His daughter needed her father. I needed my husband.
I wasn’t sure if I had ever seen so much blood. The water didn’t even seem enough to wash it clean. The look on Brando’s face when he first saw me was a grim reminder that he had seen the same amount when I had almost died. When we lost our first child, Matteo.
It was so much that I had to breathe through my mouth at times. The metallic smell was hot and clinging as I helped wash her clean.
“Scarlett Gorgeous?”
“I’m here, Maggie Beautiful. I’m here.”
I started to hum after that to let her know that she wasn’t alone.
Uncle Tito arrived three hours later, in the complete stillness of the night. Brando rocked Maggie Beautiful in the chair my mother had sent over. She had a chair for each of her children that she used to rock us when we were infants.
After Uncle Tito looked Maggie Beautiful over, murmuring soft things to her as he did so, he gave her a shot to help her relax.
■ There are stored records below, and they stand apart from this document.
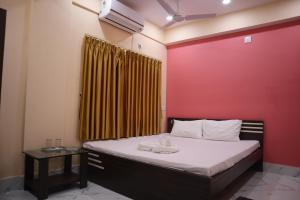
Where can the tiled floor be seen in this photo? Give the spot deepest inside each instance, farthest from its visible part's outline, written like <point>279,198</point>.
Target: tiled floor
<point>257,186</point>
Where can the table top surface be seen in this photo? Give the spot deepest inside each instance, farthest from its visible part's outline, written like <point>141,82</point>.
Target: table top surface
<point>42,153</point>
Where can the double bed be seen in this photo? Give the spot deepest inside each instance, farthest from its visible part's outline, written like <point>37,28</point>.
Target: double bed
<point>200,170</point>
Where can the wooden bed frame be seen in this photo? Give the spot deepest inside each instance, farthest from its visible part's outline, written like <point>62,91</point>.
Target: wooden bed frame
<point>139,180</point>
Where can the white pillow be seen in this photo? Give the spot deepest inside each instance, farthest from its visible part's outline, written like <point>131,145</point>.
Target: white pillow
<point>228,130</point>
<point>191,129</point>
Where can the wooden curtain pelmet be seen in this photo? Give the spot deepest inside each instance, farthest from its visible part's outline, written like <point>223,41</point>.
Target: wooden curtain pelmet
<point>121,92</point>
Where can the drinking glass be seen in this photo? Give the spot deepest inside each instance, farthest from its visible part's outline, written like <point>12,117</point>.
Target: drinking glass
<point>58,142</point>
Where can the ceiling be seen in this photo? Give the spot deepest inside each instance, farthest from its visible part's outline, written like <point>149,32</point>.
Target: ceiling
<point>154,13</point>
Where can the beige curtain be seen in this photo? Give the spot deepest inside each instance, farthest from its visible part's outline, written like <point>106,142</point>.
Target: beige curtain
<point>121,93</point>
<point>143,95</point>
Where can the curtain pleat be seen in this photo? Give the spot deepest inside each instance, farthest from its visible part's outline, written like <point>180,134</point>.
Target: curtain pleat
<point>121,93</point>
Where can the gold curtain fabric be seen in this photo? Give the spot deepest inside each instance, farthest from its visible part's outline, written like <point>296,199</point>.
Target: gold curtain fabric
<point>121,93</point>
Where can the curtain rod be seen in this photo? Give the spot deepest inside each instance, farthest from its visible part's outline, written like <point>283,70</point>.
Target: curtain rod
<point>109,42</point>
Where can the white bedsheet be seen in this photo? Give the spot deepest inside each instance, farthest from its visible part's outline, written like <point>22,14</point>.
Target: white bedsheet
<point>199,156</point>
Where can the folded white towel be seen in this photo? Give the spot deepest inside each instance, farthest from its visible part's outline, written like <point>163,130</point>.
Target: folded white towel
<point>147,146</point>
<point>165,149</point>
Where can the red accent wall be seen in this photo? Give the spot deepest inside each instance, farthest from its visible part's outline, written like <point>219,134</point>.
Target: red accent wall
<point>224,78</point>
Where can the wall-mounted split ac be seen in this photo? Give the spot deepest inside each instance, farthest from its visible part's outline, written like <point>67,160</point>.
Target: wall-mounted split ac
<point>121,16</point>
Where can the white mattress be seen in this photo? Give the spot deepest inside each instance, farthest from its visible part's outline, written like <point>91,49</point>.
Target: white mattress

She drifted off soon after in Brando’s arms. He brought her to our room, setting her down on the bed, and then told Uncle Tito to keep an eye on her.
The old doctor nodded, adjusting his glasses, wiry hairs frazzled from lack of sleep and stress. After, he looked at me, assessing. Brando had been staring at me.
“I’m fine,” I said, patting my stomach. “She’s staying put, for now.”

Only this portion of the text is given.